EXAM 2026–2027 – UPDATED TEST BANK
WITH VERIFIED QUESTIONS, DETAILED
ANSWERS & RATIONALES (A+ GRADED)
Questions 1–20
1. Which is the primary purpose of hand hygiene in nursing practice?
A) Keep hands soft
B) Prevent cross-contamination
C) Reduce transmission of microorganisms
D) Save water
Rationale: Hand hygiene is the most effective way to reduce transmission of infection in
healthcare settings.
2. A nurse identifies the patient is at risk for falls. Which is the most appropriate
intervention?
A) Raise all four side rails
B) Use restraints
C) Keep call light within reach
D) Keep room dark at night
Rationale: Ensuring the call light is accessible empowers patients and prevents unsafe climbing
or wandering.
3. Which temperature method provides the most accurate core measurement?
A) Oral
B) Axillary
C) Rectal
D) Tympanic
Rationale: Rectal temperatures best reflect core body temperature.
4. The nurse should verify the patient’s identity using which method?
A) Ask family member
B) Check name and date of birth with ID band
C) Ask patient’s roommate
,D) Call patient by first name only
Rationale: Two identifiers (name and DOB) using ID band ensures patient safety.
5. When making an occupied bed, what is most important?
A) Fold sheets neatly
B) Maintain patient safety and privacy
C) Use hospital corners
D) Work quickly to save time
Rationale: Safety and dignity are the priority when providing basic care.
6. Which is the correct sequence for removing PPE?
A) Gloves → Gown → Goggles → Mask
B) Mask → Gloves → Gown → Goggles
C) Gloves → Goggles/Face shield → Gown → Mask
D) Gown → Gloves → Mask → Goggles
Rationale: Remove most contaminated first (gloves), ending with mask to reduce exposure.
7. A nurse documents “patient voided 500 mL.” This is an example of which type of data?
A) Subjective
B) Objective
C) Inferred
D) Secondary
Rationale: Objective data are measurable and observable, such as urine output.
8. The nurse is delegating vital signs to a nursing assistant. Which patient should NOT be
delegated?
A) Stable post-op patient
B) Patient on dopamine infusion
C) Stable patient with pneumonia
D) Postpartum mother
Rationale: Unstable patients on vasoactive drips require RN assessment, not delegation.
9. When washing hands, the nurse should scrub for at least:
A) 5 seconds
B) 10 seconds
C) 15 seconds
, D) 20 seconds
Rationale: CDC recommends scrubbing for at least 20 seconds.
10. The nurse finds a patient lying on the floor. First action?
A) Document incident
B) Call provider
C) Assess patient for injury
D) Ask what happened
Rationale: Assessment comes before documentation or notification.
11. A patient reports pain 8/10. The nurse administers prescribed morphine.

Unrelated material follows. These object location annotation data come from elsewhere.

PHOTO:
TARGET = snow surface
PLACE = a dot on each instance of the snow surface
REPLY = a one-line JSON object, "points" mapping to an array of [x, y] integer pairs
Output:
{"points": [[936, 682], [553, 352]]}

What is the
priority follow-up?
A) Ask if pain is better
B) Assess respiratory status
C) Document administration
D) Offer relaxation techniques
Rationale: Morphine can cause respiratory depression; monitor breathing first.
12. Which nursing action best supports cultural sensitivity?

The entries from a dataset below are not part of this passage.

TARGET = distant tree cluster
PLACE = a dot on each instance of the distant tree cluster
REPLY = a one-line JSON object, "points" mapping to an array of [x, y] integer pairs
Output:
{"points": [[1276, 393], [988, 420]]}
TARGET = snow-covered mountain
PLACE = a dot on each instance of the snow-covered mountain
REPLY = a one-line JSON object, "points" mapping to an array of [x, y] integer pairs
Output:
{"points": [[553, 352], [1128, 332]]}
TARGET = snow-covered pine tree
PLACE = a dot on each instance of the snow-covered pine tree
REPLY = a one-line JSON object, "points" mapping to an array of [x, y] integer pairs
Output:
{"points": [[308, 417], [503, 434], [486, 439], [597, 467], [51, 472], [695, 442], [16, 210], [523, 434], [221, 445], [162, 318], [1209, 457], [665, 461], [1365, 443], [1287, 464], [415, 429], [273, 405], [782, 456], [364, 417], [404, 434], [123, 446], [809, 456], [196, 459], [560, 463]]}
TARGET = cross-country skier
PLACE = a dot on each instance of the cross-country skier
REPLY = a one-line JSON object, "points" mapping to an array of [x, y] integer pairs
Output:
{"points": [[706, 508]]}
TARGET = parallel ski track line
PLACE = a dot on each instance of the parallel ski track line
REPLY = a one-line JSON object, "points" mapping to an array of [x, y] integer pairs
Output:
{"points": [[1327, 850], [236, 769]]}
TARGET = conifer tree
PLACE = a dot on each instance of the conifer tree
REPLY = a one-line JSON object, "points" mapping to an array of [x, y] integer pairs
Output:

A) Avoid discussing patient’s beliefs
B) Assume all families are alike
C) Provide care based only on nurse’s values
D) Incorporate patient’s cultural practices when safe
Rationale: Culturally competent care respects and integrates patient beliefs.
13. Which is the correct sequence of the nursing process?
A) Assessment → Diagnosis → Planning → Implementation → Evaluation
B) Planning → Implementation → Evaluation → Assessment → Diagnosis
C) Assessment → Diagnosis → Planning → Implementation → Evaluation
D) Diagnosis → Planning → Evaluation → Implementation → Assessment
Rationale: ADPIE is the correct order of the nursing process.
14. A nurse measures an adult’s BP at 84/50 mmHg. What should the nurse do first?